Since the OP mentioned in a comment that his course is currently in late 16th century, I would like to mention an issue related to Simon Stevin (1548 – 1620). Stevin promoted the idea that every number is representable by means of an unending decimal representation, whether it is rational or irrational (other terms used at the time were surds, etc.). In this way he was arguably the founder of the real number system (or perhaps the Stevin number system). There is a common belief (I am not sure if this qualifies as a dogma) that this number system was only constructed around 1870. A recent article argues that Stevin deserves more credit as a pioneer of the common number system.
Generally speaking, the term dogma is emotionally loaded and implies disapproval to a certain extent, especially when speaking about a scientific endeavor that is supposed to be free of preconceptions.
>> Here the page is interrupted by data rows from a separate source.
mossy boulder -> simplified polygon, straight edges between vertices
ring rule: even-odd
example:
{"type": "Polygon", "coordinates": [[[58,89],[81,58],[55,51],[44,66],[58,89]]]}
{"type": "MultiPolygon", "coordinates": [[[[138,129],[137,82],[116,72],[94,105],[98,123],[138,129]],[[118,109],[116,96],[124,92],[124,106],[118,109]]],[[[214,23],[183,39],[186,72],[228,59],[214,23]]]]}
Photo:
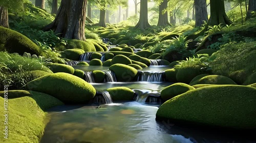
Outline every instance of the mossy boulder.
{"type": "Polygon", "coordinates": [[[175,68],[167,70],[164,71],[165,79],[169,82],[177,82],[176,74],[178,70],[175,68]]]}
{"type": "Polygon", "coordinates": [[[132,61],[129,58],[123,55],[117,55],[115,56],[111,61],[111,65],[115,64],[122,64],[124,65],[132,64],[132,61]]]}
{"type": "Polygon", "coordinates": [[[137,64],[130,64],[130,65],[128,65],[128,66],[131,66],[132,67],[133,67],[133,68],[135,68],[135,69],[137,69],[137,70],[142,70],[142,68],[140,66],[140,65],[138,65],[137,64]]]}
{"type": "Polygon", "coordinates": [[[83,50],[79,49],[67,49],[64,50],[65,58],[73,61],[79,61],[81,55],[84,52],[83,50]]]}
{"type": "Polygon", "coordinates": [[[61,64],[47,64],[47,66],[53,72],[66,72],[71,74],[74,74],[75,69],[72,66],[61,64]]]}
{"type": "Polygon", "coordinates": [[[167,101],[177,95],[195,89],[195,88],[188,84],[176,83],[164,88],[161,92],[161,97],[164,100],[167,101]]]}
{"type": "Polygon", "coordinates": [[[80,62],[78,64],[76,64],[76,65],[77,65],[77,66],[84,65],[86,66],[89,66],[89,64],[87,63],[87,62],[80,62]]]}
{"type": "Polygon", "coordinates": [[[102,62],[99,59],[93,59],[90,61],[90,66],[102,66],[102,62]]]}
{"type": "Polygon", "coordinates": [[[0,26],[0,51],[17,52],[23,54],[25,52],[31,54],[40,55],[39,47],[22,34],[0,26]]]}
{"type": "Polygon", "coordinates": [[[75,69],[73,75],[83,79],[84,76],[84,72],[81,70],[75,69]]]}
{"type": "Polygon", "coordinates": [[[143,50],[136,52],[136,54],[146,58],[150,57],[153,54],[153,53],[150,50],[143,50]]]}
{"type": "Polygon", "coordinates": [[[92,53],[92,59],[99,59],[100,60],[101,59],[101,56],[102,55],[100,53],[98,52],[94,52],[92,53]]]}
{"type": "Polygon", "coordinates": [[[96,83],[102,82],[104,81],[104,79],[105,79],[105,73],[102,71],[93,71],[93,76],[94,78],[94,81],[96,83]]]}
{"type": "Polygon", "coordinates": [[[219,75],[210,75],[196,80],[189,83],[189,85],[194,85],[199,84],[237,84],[234,81],[227,77],[219,75]]]}
{"type": "Polygon", "coordinates": [[[134,97],[133,91],[126,87],[110,88],[106,91],[110,93],[113,101],[131,101],[134,97]]]}
{"type": "Polygon", "coordinates": [[[131,81],[138,73],[135,68],[120,64],[112,65],[109,69],[115,73],[118,82],[131,81]]]}
{"type": "Polygon", "coordinates": [[[28,83],[25,88],[50,95],[66,104],[84,103],[96,94],[92,85],[80,78],[66,73],[41,77],[28,83]]]}
{"type": "Polygon", "coordinates": [[[162,104],[156,119],[222,129],[255,129],[255,95],[256,89],[246,86],[198,88],[162,104]]]}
If it is to be understood as a set of assumptions, either explicit or implicit, then one can meaningfully speak of such a phenomenon in the context of a scientific enterprise.
One such assumption is the idea that the evolution of mathematics has a certain predetermined outcome. This is related to Platonist views commonly held in the community. In the context of the evolution of analysis, for example, the assumption is that the said outcome is the framework developed by the "great triumvirate" (as historian Boyer put it) of Cantor, Dedekind, and Weierstrass, involving an Archimedean field of scalars, with the background of ZFC (see for example John Bentin's answer). A recent article argued against such a predetermined course, called the A-track ("A" for Archimedes), and outlined a parallel track, the B-track ("B" for Bernoulli), involving an infinitesimal-enriched continuum arguably relied upon by Leibniz, Euler, Cauchy, and others. See Is mathematical history written by the victors?
The parallel track (though not the B-terminology) was evoked in Felix Klein's famous book "Elementary mathematics from an advanced viewpoint", as well as by historian H. Bos in his seminal work on Leibniz that can be found here.